Baca juga: Skuat Malaysia pada Piala Thomas 2018 Dituduh Tak Punya Semangat
Kini, usia Icuk sudah menginjak angka 55 tahun, dan sampai saat ini dia masih mengikuti perkembangan bulu tangkis nasional, mulai dari atlet hingga kepengurusan badan cabang olahraganya.
Di mata Icuk, ada yang salah dari kebijakan Pengurus Pusat Persatuan Bulu Tangkis Seluruh Indonesia (PP PBSI) saat ini, terutama dalam menentukan skuat Piala Thomas dan Uber 2018.
Terlepas dari hubungannya dengan Tommy Sugiarto (pemain tunggal putra non-pelatnas) sebagai ayah dan anak, Icuk menilai PP PBSI sudah melakukan ketidakadilan.
Menurut pandangan Icuk, Tommy masih layak memperkuat tim putra Indonesia pada Piala Thomas 2018 karena belum ada satupun dari empat pemain tunggal putra pelatnas yang bisa mengalahkannya.
Keempat pemain tunggal putra yang dimaksud adalah Anthony Sinisuka Ginting, Jonatan Christie, Ihsan Maulana Mustofa, dan Firman Abdul Kholik.
Teranyar, Tommy memang disingkirkan Jonatan pada perempat final New Zealand Open 2018, tetapi hanya melalui retired karena Tommy mengalami cedera.
"Terus terang, bukan karena kebetulan Tommy Sugiarto anak saya, tetapi terlihat PBSI sudah melakukan ketidakadilan dan melakukan penzaliman atas hak-hak atlet," kata Icuk saat ditemui BolaSport.com dan para awak media di Rumah Dinas Menpora, di Widya Chandra, Jakarta, Senin (28/5/2018).
"Dari segi peringkat dunia, Tommy menempati posisi ke-25 dunia.

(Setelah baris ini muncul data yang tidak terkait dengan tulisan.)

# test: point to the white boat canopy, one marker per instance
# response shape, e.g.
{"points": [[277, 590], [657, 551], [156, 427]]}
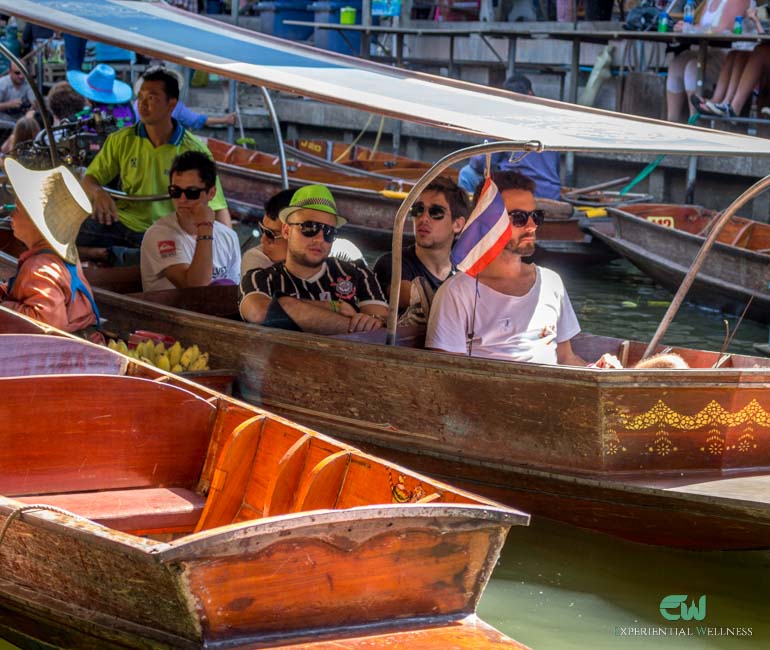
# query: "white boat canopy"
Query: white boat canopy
{"points": [[155, 29]]}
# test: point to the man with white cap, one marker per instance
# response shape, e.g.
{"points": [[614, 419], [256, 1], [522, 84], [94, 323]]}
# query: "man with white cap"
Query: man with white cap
{"points": [[49, 284], [311, 291]]}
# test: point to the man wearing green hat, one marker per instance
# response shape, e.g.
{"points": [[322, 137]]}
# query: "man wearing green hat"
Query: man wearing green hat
{"points": [[310, 291]]}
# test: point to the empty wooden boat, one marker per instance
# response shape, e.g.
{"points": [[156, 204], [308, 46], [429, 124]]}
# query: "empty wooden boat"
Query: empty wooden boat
{"points": [[663, 239], [139, 513], [626, 452]]}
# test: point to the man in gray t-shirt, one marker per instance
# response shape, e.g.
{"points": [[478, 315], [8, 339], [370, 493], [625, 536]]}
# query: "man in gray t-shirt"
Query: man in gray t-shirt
{"points": [[16, 97]]}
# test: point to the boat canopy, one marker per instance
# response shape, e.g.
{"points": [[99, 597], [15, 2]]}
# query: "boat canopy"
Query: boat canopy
{"points": [[156, 29]]}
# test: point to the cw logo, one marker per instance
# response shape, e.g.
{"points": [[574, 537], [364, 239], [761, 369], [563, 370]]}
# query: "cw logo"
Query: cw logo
{"points": [[678, 602]]}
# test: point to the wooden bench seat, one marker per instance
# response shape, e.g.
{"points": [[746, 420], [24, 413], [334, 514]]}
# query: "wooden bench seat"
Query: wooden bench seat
{"points": [[139, 512]]}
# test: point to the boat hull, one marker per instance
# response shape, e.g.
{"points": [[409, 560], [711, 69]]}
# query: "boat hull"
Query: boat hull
{"points": [[619, 434], [730, 278]]}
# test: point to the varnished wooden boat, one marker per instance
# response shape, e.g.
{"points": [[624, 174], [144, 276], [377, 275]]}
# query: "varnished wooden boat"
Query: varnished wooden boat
{"points": [[662, 240], [673, 457], [250, 178], [358, 159], [141, 510]]}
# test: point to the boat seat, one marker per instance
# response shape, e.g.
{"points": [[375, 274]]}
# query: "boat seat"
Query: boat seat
{"points": [[139, 512]]}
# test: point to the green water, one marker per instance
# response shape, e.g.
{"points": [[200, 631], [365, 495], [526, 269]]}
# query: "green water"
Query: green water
{"points": [[561, 587], [558, 587]]}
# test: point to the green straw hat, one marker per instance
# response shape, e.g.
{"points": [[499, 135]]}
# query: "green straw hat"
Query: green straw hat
{"points": [[312, 197]]}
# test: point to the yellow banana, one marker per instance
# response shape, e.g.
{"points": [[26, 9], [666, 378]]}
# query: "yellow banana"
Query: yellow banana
{"points": [[189, 356], [163, 362], [175, 353]]}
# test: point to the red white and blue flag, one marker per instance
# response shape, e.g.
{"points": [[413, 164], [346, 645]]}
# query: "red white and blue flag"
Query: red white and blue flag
{"points": [[485, 234]]}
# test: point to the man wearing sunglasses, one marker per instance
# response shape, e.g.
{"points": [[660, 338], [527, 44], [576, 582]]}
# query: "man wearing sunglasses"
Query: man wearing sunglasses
{"points": [[16, 97], [141, 156], [310, 291], [512, 310], [438, 216], [189, 248]]}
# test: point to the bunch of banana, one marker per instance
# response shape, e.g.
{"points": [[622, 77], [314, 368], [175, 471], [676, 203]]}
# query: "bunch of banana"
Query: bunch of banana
{"points": [[174, 358]]}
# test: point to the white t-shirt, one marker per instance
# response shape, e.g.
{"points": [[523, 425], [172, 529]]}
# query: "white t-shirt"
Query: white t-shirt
{"points": [[166, 244], [510, 328]]}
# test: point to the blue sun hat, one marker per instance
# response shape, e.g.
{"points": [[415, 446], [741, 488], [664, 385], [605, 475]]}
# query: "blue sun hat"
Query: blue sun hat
{"points": [[100, 85]]}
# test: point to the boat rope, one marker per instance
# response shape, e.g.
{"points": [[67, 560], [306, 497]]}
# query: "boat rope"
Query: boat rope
{"points": [[356, 139], [17, 512]]}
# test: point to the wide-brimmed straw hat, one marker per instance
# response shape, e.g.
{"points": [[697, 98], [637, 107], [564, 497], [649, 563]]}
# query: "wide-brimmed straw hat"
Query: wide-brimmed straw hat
{"points": [[55, 202], [100, 85], [313, 197]]}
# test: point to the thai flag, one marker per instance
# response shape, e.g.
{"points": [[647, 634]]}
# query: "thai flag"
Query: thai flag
{"points": [[487, 232]]}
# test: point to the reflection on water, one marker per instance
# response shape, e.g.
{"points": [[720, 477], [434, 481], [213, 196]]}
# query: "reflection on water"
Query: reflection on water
{"points": [[618, 300], [561, 587]]}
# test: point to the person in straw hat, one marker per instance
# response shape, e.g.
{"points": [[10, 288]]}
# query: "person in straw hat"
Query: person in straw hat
{"points": [[312, 291], [49, 284]]}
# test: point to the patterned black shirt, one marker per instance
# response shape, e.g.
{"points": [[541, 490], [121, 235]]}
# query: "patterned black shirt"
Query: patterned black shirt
{"points": [[337, 280]]}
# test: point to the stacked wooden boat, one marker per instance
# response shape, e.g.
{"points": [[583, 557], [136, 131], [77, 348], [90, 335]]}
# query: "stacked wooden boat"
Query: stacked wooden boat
{"points": [[141, 510], [663, 239]]}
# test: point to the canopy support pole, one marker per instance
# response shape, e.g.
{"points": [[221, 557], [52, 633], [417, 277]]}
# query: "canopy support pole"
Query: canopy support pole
{"points": [[721, 222], [278, 137]]}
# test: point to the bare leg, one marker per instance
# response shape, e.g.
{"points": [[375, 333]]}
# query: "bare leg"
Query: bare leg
{"points": [[726, 75], [674, 104], [751, 74], [739, 65]]}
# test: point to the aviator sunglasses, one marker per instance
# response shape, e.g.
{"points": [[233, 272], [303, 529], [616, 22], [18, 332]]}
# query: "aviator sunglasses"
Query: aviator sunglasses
{"points": [[191, 193], [312, 228], [519, 218], [269, 234], [435, 212]]}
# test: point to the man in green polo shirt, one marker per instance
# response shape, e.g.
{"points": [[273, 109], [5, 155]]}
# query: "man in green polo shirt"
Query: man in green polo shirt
{"points": [[141, 156]]}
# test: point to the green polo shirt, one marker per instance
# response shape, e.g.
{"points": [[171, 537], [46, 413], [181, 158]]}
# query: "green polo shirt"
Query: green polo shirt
{"points": [[143, 170]]}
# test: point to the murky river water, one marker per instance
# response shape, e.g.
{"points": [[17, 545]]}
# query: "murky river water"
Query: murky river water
{"points": [[558, 587]]}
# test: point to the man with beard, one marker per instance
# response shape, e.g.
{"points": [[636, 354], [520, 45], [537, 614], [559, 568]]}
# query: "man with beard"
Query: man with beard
{"points": [[512, 310], [310, 291], [438, 215]]}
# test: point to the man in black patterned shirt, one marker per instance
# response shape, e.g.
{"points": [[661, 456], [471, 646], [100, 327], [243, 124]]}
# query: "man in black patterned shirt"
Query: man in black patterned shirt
{"points": [[311, 292]]}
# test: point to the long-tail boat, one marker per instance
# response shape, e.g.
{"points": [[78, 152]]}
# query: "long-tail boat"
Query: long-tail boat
{"points": [[250, 178], [664, 456], [663, 239], [140, 510], [672, 457]]}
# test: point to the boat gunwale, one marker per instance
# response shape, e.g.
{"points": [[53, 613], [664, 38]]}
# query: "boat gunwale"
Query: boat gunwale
{"points": [[472, 365], [682, 234]]}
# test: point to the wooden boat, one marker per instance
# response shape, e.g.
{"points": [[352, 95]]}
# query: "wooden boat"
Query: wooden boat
{"points": [[249, 178], [672, 457], [358, 159], [140, 510], [662, 240]]}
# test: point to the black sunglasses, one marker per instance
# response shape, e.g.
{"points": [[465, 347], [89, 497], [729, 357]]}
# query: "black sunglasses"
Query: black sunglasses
{"points": [[312, 228], [270, 234], [192, 193], [519, 218], [435, 212]]}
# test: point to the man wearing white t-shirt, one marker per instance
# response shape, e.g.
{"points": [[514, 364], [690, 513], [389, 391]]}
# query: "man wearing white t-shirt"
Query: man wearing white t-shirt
{"points": [[189, 248], [516, 311]]}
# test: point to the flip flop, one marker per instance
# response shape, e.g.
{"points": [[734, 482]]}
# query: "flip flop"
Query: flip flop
{"points": [[698, 102]]}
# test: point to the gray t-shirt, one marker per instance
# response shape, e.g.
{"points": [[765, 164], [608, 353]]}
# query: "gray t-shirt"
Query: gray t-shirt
{"points": [[8, 92]]}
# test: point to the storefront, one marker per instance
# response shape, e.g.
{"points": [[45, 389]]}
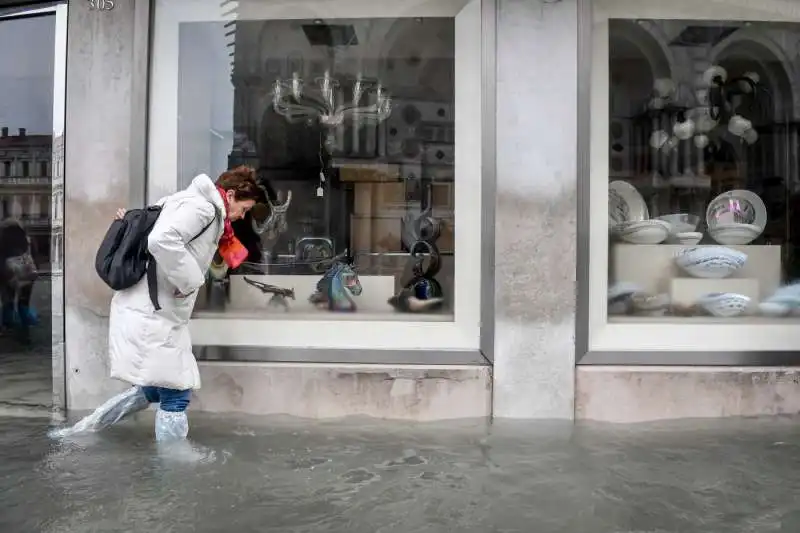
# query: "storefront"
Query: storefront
{"points": [[366, 122], [552, 179], [688, 249]]}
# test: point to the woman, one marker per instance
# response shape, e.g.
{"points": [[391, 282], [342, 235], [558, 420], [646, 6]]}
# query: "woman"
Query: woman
{"points": [[18, 274], [149, 348]]}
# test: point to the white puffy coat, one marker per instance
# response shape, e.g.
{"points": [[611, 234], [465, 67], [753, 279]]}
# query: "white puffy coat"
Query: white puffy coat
{"points": [[149, 347]]}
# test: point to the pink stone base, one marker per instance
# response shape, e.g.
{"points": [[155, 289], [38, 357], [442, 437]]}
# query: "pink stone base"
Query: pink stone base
{"points": [[639, 394]]}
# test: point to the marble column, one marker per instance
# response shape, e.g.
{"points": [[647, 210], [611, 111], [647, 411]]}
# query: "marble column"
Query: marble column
{"points": [[99, 112], [536, 209]]}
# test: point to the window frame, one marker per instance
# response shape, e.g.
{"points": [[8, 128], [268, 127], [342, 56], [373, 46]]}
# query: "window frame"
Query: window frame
{"points": [[601, 342], [473, 206]]}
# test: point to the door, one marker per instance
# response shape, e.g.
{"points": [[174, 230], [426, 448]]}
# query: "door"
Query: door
{"points": [[32, 82]]}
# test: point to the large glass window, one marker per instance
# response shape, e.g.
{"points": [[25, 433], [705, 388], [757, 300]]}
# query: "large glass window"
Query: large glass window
{"points": [[362, 120], [696, 146]]}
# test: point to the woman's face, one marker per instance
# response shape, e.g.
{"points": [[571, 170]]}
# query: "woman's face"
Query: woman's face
{"points": [[237, 209]]}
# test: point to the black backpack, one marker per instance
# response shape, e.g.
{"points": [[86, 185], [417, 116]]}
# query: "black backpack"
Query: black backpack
{"points": [[123, 259]]}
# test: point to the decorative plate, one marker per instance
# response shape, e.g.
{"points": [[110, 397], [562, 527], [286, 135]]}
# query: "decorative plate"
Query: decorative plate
{"points": [[788, 295], [681, 222], [625, 204], [715, 262], [733, 234], [738, 206], [643, 231], [724, 304]]}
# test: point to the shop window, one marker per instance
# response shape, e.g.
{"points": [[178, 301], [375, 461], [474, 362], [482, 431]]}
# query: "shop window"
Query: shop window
{"points": [[362, 120], [695, 161]]}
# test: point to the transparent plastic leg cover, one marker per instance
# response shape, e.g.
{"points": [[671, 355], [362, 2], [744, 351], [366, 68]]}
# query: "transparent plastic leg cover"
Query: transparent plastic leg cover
{"points": [[111, 412], [171, 426]]}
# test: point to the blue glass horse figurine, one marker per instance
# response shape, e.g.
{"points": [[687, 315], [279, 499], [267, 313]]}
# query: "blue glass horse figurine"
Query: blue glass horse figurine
{"points": [[338, 286]]}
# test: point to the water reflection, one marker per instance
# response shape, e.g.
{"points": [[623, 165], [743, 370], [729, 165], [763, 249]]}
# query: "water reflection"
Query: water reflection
{"points": [[363, 476]]}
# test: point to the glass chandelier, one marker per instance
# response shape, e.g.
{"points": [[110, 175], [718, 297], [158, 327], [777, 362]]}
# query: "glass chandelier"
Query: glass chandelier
{"points": [[368, 104]]}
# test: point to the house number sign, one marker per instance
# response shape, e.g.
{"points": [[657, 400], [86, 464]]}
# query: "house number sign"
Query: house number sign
{"points": [[101, 5]]}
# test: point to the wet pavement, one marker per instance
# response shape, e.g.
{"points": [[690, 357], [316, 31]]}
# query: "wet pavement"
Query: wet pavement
{"points": [[280, 475]]}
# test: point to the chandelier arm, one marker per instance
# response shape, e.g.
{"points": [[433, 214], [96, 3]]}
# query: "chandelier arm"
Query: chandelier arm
{"points": [[296, 113]]}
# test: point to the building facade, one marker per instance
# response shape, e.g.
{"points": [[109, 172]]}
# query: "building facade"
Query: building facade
{"points": [[401, 137]]}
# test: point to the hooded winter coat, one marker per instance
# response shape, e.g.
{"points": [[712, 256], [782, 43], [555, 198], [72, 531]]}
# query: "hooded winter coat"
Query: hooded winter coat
{"points": [[153, 348]]}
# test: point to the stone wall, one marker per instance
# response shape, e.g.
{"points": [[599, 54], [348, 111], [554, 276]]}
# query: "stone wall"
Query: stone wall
{"points": [[97, 181], [536, 209]]}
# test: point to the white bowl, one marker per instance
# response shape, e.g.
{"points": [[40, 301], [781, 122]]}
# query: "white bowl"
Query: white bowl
{"points": [[643, 231], [681, 223], [774, 309], [724, 304], [735, 233], [687, 238], [715, 262]]}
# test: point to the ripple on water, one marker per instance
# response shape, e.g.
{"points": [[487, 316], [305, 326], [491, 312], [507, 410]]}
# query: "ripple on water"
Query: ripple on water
{"points": [[280, 475]]}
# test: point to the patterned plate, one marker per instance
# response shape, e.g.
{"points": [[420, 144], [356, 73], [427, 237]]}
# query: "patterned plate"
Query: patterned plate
{"points": [[738, 206], [625, 204]]}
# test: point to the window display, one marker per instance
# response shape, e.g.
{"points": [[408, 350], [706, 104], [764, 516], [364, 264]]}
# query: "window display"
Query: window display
{"points": [[363, 140], [703, 171], [701, 157]]}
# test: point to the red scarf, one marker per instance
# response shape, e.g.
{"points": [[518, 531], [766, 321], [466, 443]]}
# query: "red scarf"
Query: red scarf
{"points": [[230, 248]]}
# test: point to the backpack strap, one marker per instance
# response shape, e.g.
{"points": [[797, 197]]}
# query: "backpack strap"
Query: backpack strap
{"points": [[152, 279]]}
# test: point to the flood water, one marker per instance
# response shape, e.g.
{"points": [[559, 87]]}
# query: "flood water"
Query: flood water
{"points": [[279, 475]]}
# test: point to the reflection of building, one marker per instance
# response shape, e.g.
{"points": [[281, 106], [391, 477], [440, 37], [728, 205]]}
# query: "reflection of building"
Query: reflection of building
{"points": [[57, 206], [25, 186]]}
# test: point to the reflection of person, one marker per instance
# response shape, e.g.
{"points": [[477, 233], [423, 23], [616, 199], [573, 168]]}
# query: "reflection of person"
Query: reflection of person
{"points": [[18, 274], [149, 348]]}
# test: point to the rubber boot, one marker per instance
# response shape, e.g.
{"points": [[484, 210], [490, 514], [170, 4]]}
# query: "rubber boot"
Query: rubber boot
{"points": [[171, 426], [126, 403], [10, 317]]}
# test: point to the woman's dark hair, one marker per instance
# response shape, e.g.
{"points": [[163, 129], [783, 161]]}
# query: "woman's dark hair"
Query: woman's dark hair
{"points": [[244, 184]]}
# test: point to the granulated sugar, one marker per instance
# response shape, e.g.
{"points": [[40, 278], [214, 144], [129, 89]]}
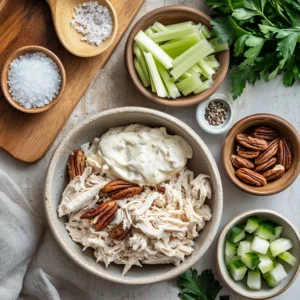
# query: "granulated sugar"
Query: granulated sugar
{"points": [[93, 21], [34, 80]]}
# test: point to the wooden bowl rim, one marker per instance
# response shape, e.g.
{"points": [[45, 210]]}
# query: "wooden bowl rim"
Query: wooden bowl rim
{"points": [[229, 139], [4, 84], [181, 101]]}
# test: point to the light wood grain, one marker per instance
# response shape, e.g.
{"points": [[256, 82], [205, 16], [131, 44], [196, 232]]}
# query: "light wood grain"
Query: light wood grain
{"points": [[28, 137]]}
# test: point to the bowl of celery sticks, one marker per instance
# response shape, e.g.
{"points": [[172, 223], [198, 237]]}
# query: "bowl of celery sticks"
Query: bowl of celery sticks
{"points": [[258, 254], [173, 58]]}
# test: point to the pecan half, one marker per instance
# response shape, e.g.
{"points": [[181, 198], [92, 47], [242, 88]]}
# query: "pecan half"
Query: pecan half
{"points": [[265, 133], [251, 177], [118, 233], [105, 212], [251, 142], [76, 163], [266, 166], [284, 156], [240, 162], [274, 173], [270, 152], [246, 153], [120, 189]]}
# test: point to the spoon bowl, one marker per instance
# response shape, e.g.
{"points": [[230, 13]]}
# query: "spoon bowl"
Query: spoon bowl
{"points": [[62, 14]]}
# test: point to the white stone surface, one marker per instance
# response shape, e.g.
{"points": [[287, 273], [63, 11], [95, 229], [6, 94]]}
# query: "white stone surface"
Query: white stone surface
{"points": [[112, 88]]}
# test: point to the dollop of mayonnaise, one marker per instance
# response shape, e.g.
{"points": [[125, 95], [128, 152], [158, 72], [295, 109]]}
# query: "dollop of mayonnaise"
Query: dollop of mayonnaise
{"points": [[143, 155]]}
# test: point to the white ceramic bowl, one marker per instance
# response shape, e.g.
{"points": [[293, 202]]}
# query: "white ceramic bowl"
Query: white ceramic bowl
{"points": [[57, 179], [266, 292], [203, 123]]}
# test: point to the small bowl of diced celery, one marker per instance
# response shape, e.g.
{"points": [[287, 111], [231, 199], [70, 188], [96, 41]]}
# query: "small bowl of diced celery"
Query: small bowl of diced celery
{"points": [[173, 58], [258, 254]]}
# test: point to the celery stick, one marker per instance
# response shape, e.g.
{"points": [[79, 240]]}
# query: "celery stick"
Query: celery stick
{"points": [[158, 83], [177, 48], [189, 84], [141, 73], [181, 25], [172, 34], [143, 40], [217, 45], [170, 85], [207, 70], [140, 56], [190, 57]]}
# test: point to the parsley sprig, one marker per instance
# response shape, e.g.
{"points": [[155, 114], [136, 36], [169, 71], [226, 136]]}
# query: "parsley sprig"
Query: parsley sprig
{"points": [[265, 35]]}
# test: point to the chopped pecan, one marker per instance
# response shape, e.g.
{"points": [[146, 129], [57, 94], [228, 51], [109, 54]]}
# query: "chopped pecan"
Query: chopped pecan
{"points": [[76, 163], [270, 152], [274, 173], [266, 166], [251, 177], [118, 233], [105, 212], [284, 156], [120, 189], [265, 133], [246, 153], [240, 162], [251, 142]]}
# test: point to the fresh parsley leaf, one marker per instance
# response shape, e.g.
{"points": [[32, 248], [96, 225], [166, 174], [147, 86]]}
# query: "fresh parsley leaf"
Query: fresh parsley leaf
{"points": [[198, 287]]}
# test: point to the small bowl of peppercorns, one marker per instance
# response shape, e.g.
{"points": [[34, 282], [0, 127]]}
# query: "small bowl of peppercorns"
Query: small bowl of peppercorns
{"points": [[215, 115]]}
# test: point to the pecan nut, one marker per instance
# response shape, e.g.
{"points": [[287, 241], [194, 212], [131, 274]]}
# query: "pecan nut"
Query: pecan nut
{"points": [[265, 133], [284, 156], [118, 233], [76, 163], [266, 166], [105, 213], [270, 152], [274, 173], [240, 162], [246, 153], [250, 177], [120, 189], [251, 142]]}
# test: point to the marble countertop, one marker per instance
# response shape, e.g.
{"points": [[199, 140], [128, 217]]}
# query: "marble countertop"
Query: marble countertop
{"points": [[113, 88]]}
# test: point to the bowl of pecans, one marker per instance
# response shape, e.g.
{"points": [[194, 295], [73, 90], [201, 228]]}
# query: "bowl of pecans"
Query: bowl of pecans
{"points": [[261, 154]]}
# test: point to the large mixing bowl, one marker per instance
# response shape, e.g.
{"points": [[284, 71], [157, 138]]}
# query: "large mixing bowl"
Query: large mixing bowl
{"points": [[57, 179]]}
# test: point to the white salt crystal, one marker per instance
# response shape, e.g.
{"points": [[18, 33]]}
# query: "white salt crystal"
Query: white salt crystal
{"points": [[93, 21], [34, 80]]}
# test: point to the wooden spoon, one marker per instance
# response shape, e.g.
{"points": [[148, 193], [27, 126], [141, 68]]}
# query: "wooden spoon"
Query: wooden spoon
{"points": [[62, 13]]}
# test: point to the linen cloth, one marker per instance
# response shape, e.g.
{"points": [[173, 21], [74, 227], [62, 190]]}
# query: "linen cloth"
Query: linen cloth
{"points": [[20, 232]]}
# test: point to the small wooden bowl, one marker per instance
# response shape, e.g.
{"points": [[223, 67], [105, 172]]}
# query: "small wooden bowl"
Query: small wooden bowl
{"points": [[171, 15], [4, 77], [285, 129]]}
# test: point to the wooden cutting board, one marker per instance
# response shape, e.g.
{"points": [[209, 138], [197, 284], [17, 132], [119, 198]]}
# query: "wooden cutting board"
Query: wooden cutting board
{"points": [[28, 22]]}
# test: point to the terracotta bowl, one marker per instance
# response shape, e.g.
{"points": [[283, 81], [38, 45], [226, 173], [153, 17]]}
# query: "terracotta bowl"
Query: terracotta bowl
{"points": [[289, 231], [170, 15], [286, 130], [4, 76], [57, 179]]}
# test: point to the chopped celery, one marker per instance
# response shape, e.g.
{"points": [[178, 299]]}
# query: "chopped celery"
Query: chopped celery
{"points": [[163, 36], [141, 73], [141, 59], [189, 84], [158, 83], [143, 40], [170, 85], [177, 48], [190, 57]]}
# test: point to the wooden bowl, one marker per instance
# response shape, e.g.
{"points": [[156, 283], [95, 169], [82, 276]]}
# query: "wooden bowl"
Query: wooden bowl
{"points": [[171, 15], [285, 129], [4, 77]]}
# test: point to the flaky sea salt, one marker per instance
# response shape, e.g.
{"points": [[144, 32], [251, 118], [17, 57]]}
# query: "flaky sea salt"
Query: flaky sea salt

Kalau dibandingkan dengan pemain tunggal ke-3 dan ke-4, di sini terlihat PBSI sudah tidak adil," tutur Icuk.
Icuk berpendapat bahwa faktor non-teknis turut berpengaruh terhadap keberhasilan tim bulu tangkis Indonesia di panggung internasional.
Seandainya saja, kata Icuk, PBSI bisa bersikap lebih adil dan bijak, tim bulu tangkis Indonesia diyakini akan mendapatkan keberkahan dan dilancarkan dalam setiap usahanya.
"Bagaimana Allah akan memberkahi perjuangan Indonesia?" kata Icuk dengan mimik wajah serius.
"Menjelang Piala Thomas 2018, PBSI sudah melakukan kebijakan yang tidak adil, sudah membuat keputusan yang tidak bijak, sehingga pada akhirnya itulah yang dicapai tim Indonesia," tutur dia.
Baca juga: Pelatih Jepang Ungkap Alasan Merombak Nomor Ganda pada Final Piala Thomas 2018
Untuk ke depannya, Icuk berharap PBSI tak abai terhadap potensi atlet-atlet bulu tangkis yang ada di luar pelatnas.
Dia berargumen, selama PBSI masih memakai anggaran negara dalam berbagai ajang olahraga, semua pemain Indonesia, baik pelatnas dan non-pelatnas, layak untuk dipertimbangkan.
"Semua anak bangsa, tanpa terkecuali, kalau memang menunjukkan prestasi terbaik, sewajarnya bisa mewakili Indonesia. Itulah yang harus diperlihatkan oleh pimpinan-pimpinan di PBSI," ucap Icuk.
"Jangan sampai ada kepentingan kelompok yang pada akhirnya mengorbankan Indonesia."
Di sisi lain, Kepala Bidang Pembinaan dan Prestasi PP PBSI Susy Susanti menyatakan bahwa pemilihan skuat Piala Thomas dan Uber 2018 didasari oleh segi usia dan kebersamaan di pelatnas.
Dari segi usia, Firman jelas lebih muda daripada Tommy atau pemain tunggal putra non-pelatnas lainnya, Sony Dwi Kuncoro.
Kemudian dari segi kebersamaan di pelatnas, Susy berpendapat pemain yang berada di pelatnas lebih terpantau.
"Kondisi di dalam (pelatnas) lebih kondusif dan terpantau. Kalau di luar kami tak tahu seperti apa," ucap Susy menjelaskan.